What to expect from a workers’ comp independent medical exam. Learn how to prepare and what not to say in an IME.
Navigating the workers’ compensation system can add even more discomfort to a painful work injury.
While each state has its own rules and regulations regarding workers’ comp claims, every state mandates that injured workers must be evaluated and diagnosed by a medical professional approved by the employer’s insurance company.
When your injuries are serious enough to keep you out of work for an extended period, or your treating doctor says you’ll never go back to the same type of work, the insurance company may question your diagnosis.
For many injured workers, that means facing an Independent Medical Examination, or IME, ordered by the workers’ compensation insurance company.
What is an Independent Medical Examination (IME)?
If you’re injured on the job and making a workers’ compensation claim, you must be medically evaluated and treated by doctors approved by your employer’s insurance company.
Virtually all state regulations permit you to be treated by your own doctor, but your claim is highly dependent on the medical opinion of the doctor from the insurance company’s approved list.
Several circumstances may cause the insurance company to request that you submit to an Independent Medical Examination (IME).
The insurance company calls it a request, but the hard truth is that if you refuse to undergo the IME, your claim will be flatly denied. Remember that the workers’ comp insurance company will do whatever it takes to save money. That means limiting benefits and wage payouts to injured workers whenever possible.
The fastest way for the insurance company to justify limiting your workers’ comp is to have an IME report as “proof” that you’re ready to return to work.
You can expect to be scheduled for an independent medical exam when:
- The insurance company disagrees with your treating physician’s medical opinion.

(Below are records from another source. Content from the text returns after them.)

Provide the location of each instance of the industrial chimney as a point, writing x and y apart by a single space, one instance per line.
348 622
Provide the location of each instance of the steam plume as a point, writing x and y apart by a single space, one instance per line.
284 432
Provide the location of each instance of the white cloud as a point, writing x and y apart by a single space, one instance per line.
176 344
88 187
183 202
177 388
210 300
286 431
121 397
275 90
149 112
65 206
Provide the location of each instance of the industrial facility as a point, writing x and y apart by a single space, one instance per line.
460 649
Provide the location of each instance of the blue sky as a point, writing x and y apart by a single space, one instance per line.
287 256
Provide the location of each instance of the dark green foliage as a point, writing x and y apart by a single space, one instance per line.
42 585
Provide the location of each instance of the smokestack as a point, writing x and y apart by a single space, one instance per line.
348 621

- The claim is moving too slowly or getting too expensive, and the insurance adjuster wants to close it down.
- Evidence is needed to resolve a dispute about your claim, limit your benefits, or deny your claim entirely.
And if your treating physician determines you have a total or partial disability, you can bet the insurance company will be sending you for an independent medical exam with their handpicked doctor.
What To Do Before, During and After an IME
How to Get Ready for an Independent Medical Exam
You can’t refuse the insurance company’s request for an IME or you’ll risk losing all your workers’ comp benefits. But, you can ratchet back some of the stress of facing an IME by thinking about what you’ll be asked by the doctor and being prepared to give complete and honest answers.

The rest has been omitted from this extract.